Voice assistants such as Alexa and Siri will become common in children’s bedrooms, according to a new report from Internet Matters, the online safety body, which says it is critical for parents to spend more time understanding new technology.
The pandemic has accelerated the adoption of new technology at home by “three or four years”, the researchers said, and families in the UK will become much more reliant on voice-enabled devices over the next five years.
The report’s author, Lynne Hall, professor of computer science at the University of Sunderland, said we would even see the emergence of a range of celebrity voice assistants.
“You’d have Elsa from Frozen,” Hall said. “You can imagine that with every Disney film that came out there would be a new voice skin.” Amazon has already launched a novelty Samuel L Jackson voice for its Alexa devices, although it does not enable all voice commands.
The “Living The Future” report, based on interviews and surveys of parents and academics, says that 42% of families have been using tech together more often over the last three months – playing online games together (34%), watching tutorials (51%), streaming videos (41%) or online shopping (36%).
Only 7% of parents said they wanted to return to the workplace full time, which is likely to further fuel a boom in home tech controlled by voice assistants, the report said.
“The home is becoming less and less private and we need to think about what data is being shared,” said Carolyn Bunting, the chief executive of Internet Matters. “We need to make sure we’re not sleepwalking into a world where we’re just giving away all of this information without thinking about where it’s going, who’s holding it or how it’s being used.”
Although voice assistants usually process commands using voice recognition, Apple, Amazon and Google have all used call-centre staff to check recordings and some have heard children sharing the home address and phone number, according to a Bloomberg report last year.
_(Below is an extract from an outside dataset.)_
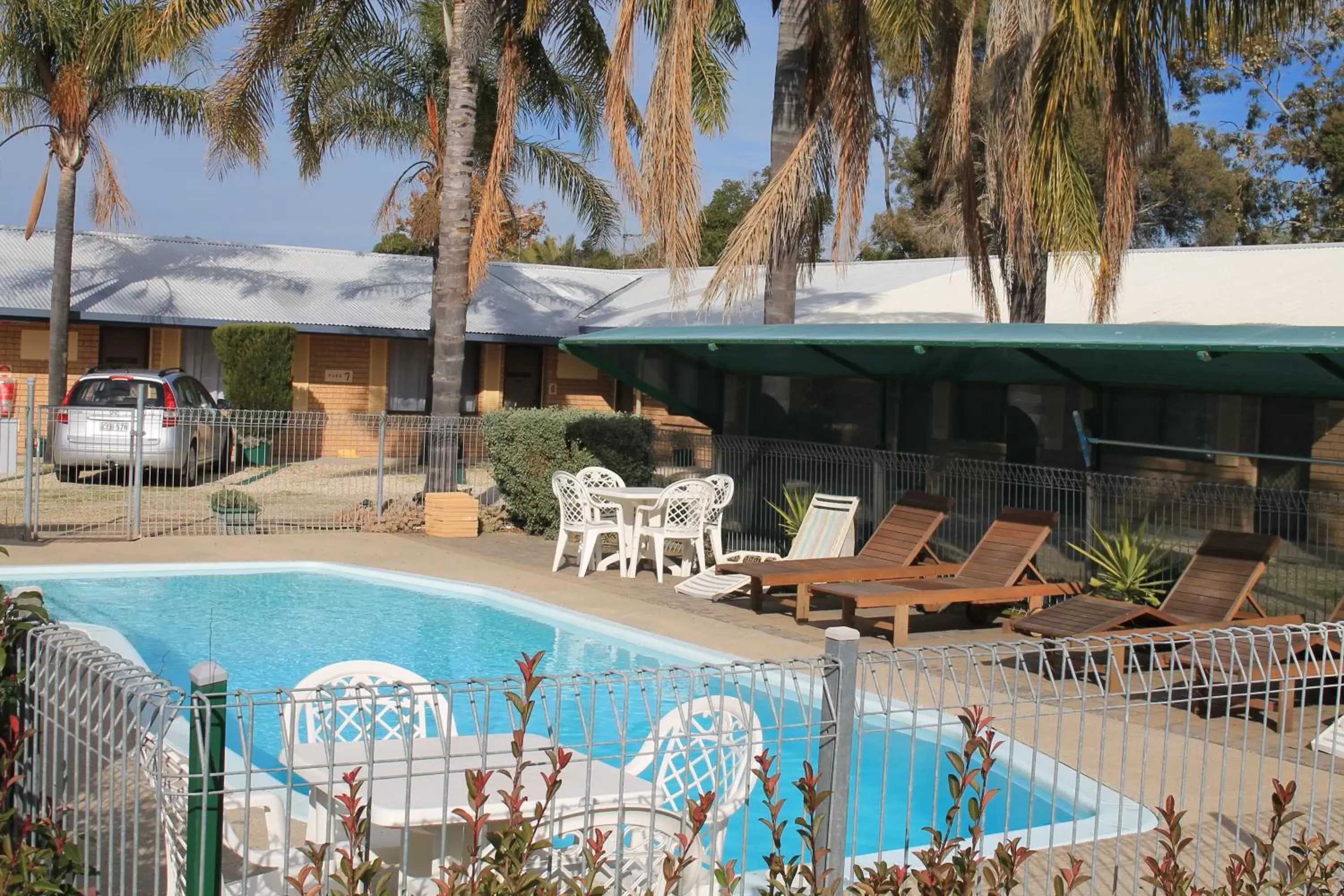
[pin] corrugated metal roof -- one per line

Hall said her research showed that children were encountering voice assistants almost from the day they are born. “Women are buying a voice assistant for their child’s bedroom when they’ve had the baby,” she said. “If you’ve got your hands full, it’s much easier to say, ‘Alexa, ring my partner’.”
Children do not see voice assistants as their friends, Hall said. “They don’t anthropomorphise. It’s very much a tool. But voice assistants are starting to learn how little children speak. Children try to teach the voice assistant if it doesn’t understand – they give it more information.”
Since parents play a vital role in children’s acquisition of language, there are unanswered questions about how hearing a mother or father giving orders to voice assistants might affect their development.
Australian academics Yolande Strengers and Jenny Kennedy have voiced concerns in their book The Smart Wife that the devices reinforce gender stereotypes since they are usually voiced by young women, take orders and are linked to domestic responsibilities.
There are potential safety benefits to using voice assistants, Bunting said, since children using them for information will usually accept the first answer.
Bunting called for better regulation. The government’s online harms bill, obliging social media companies to prevent children seeing harmful content, is likely to be published this winter, “but they are struggling with these softer issues,” she said.
She said that tech firms also needed to design an internet for children: “It’s wrong that in the Covid pandemic we saw six or seven-year-olds up to secondary school age children being thrust into Houseparty and Whatsapp video chats. None of those services are designed for little people. We need safe playgrounds for children online.”